Carlsen joins forces with Dr. Hans Fallada, a scientist researching energy vampirism and longevity, to find the escaped vampire and recapture her. In the course of their investigations, they discover that the aliens can transfer from one body to another, and that the other two have also escaped; they also discover the potential for energy vampirism—and more generalised voluntary energy transfer—that exists in all humans, and the parallels between vampirism, criminality, and sexual fetishisation. At last Carlsen tracks down the vampires in London, their leader having possessed the body of the Prime Minister; but their confrontation is averted when representatives from the Nioth-Korghai, the vampires' original race, appear and offer the vampires (the Ubbo-Sathla, as they call themselves) the chance to regain their original nature as higher-dimension energy-beings. The vampires accept joyfully, but destroy themselves upon regaining the ability to see themselves for what they had become.

An epilogue, set nearly a century later, reveals that Carlsen has used the techniques of benevolent energy transference he learned via his encounters with the vampires to live an extraordinarily long life, and possibly (it is implied) to have achieved a kind of transcendence upon his death.

== Film adaptation ==
In 1985, the book was adapted by Dan O'Bannon into a film as Lifeforce, directed by Tobe Hooper. The film differs in many respects from the novel; it is set in the modern day (using the 1986 flyby of Halley's Comet as a plot element), and the character of Carlsen (an American colonel named Tom) is much weaker, with a more obsessive relationship to the female vampire.

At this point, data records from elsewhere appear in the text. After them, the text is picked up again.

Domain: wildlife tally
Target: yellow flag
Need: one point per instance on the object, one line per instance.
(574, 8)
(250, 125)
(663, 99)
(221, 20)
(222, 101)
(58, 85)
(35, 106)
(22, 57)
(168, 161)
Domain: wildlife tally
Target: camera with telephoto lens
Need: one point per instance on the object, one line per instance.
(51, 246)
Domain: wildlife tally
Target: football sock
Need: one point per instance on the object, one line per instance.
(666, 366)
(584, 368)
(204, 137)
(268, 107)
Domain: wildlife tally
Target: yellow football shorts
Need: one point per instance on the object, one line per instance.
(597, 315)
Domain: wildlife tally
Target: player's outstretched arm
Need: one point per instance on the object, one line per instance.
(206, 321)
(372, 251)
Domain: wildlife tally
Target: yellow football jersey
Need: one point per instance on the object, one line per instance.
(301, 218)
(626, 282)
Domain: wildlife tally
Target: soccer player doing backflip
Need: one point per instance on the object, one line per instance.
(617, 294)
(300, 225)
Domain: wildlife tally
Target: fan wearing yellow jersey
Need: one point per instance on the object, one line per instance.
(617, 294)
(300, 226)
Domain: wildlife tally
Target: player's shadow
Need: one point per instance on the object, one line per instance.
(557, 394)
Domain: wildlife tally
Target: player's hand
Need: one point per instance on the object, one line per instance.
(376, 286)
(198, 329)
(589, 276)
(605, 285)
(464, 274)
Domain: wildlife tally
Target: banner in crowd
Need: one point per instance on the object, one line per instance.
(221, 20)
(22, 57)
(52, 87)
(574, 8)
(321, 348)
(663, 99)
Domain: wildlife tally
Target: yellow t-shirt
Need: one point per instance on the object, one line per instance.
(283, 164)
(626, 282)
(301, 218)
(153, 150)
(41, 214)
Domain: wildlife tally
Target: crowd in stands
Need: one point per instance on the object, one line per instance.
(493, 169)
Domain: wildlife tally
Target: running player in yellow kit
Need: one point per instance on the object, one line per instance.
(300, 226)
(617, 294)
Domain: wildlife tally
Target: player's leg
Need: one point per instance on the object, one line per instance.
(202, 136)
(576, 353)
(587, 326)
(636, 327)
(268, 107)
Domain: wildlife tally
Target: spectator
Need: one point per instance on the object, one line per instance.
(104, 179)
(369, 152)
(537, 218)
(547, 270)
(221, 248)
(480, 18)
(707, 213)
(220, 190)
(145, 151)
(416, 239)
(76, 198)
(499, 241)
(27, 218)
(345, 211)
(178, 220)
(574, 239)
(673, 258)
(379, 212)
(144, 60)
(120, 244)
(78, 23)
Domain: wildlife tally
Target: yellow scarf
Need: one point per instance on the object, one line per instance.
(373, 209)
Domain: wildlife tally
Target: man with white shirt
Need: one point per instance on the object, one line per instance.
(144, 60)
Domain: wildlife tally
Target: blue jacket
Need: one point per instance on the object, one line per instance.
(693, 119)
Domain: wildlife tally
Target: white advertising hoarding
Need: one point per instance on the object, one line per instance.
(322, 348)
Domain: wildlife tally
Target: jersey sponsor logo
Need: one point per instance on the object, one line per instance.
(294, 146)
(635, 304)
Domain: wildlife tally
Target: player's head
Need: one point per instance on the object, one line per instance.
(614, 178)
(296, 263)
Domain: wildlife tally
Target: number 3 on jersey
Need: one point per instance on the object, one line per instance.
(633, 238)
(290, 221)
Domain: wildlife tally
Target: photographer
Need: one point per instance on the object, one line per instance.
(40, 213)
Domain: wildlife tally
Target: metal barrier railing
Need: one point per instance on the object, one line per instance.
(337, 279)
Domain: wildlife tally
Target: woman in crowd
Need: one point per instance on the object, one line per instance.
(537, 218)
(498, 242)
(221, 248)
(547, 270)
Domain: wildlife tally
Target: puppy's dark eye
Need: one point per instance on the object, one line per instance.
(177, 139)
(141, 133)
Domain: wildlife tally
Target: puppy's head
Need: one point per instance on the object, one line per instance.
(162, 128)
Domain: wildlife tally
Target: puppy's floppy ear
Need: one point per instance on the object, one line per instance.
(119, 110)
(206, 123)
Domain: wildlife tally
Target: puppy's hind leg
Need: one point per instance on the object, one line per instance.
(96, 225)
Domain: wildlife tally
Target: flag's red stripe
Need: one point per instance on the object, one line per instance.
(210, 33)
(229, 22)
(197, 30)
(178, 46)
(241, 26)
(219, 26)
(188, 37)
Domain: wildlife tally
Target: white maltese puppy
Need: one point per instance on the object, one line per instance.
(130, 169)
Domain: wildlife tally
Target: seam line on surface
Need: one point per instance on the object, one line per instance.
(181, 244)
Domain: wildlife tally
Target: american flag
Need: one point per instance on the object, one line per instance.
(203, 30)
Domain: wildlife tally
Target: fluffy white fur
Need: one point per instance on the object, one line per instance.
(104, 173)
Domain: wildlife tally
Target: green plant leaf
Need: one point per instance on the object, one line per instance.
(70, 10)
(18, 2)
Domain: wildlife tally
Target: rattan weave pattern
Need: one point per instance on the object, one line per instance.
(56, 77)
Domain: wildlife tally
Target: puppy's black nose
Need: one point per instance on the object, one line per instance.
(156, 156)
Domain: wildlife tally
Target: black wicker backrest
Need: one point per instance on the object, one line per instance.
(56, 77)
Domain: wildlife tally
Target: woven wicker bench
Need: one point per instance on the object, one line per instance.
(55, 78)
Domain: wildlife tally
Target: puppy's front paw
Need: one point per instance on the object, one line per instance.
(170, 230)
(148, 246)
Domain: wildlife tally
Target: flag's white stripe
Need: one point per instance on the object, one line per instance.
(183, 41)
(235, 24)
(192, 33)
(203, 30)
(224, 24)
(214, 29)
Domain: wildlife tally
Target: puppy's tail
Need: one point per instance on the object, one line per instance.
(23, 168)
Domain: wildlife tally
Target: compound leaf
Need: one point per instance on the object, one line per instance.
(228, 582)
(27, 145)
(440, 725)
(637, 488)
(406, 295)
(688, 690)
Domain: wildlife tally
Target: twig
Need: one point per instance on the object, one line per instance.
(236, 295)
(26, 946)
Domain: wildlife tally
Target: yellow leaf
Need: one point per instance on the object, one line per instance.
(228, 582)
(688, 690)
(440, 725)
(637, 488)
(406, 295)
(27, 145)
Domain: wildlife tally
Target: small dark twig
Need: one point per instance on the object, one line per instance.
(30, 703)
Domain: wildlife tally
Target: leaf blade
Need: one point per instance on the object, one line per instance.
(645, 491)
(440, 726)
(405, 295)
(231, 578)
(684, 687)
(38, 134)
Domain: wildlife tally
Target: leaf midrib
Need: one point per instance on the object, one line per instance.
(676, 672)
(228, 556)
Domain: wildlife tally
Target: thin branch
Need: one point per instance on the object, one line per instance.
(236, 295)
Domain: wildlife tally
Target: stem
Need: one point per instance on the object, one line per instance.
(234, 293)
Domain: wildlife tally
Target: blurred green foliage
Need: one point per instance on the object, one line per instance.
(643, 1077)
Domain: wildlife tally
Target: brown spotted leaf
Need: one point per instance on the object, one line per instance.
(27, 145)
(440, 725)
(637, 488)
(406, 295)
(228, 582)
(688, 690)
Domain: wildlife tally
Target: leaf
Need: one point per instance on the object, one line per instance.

The character of Colonel Caine of the SAS is given a much more prominent place, and the story's vampirism is more evocative of traditional vampire legends in its details, most specifically in how the vampires can be killed (a leaded iron shaft through the "energy centre two inches below the heart", a possible allusion to Eastern-mysticism chakras) and in the process by which vampire victims become vampires themselves, a much deadlier and more prolific contagion in the film.

After the film's release, Colin Wilson recalled that author John Fowles regarded the film adaptation of Fowles' own novel The Magus as the worst film adaptation of a novel ever. Wilson told Fowles that after Lifeforce there was now a worse one.

In June 1985, the original novel was reissued as a movie tie-in to accompany the film's original theatrical release, under the same title as its movie counterpart.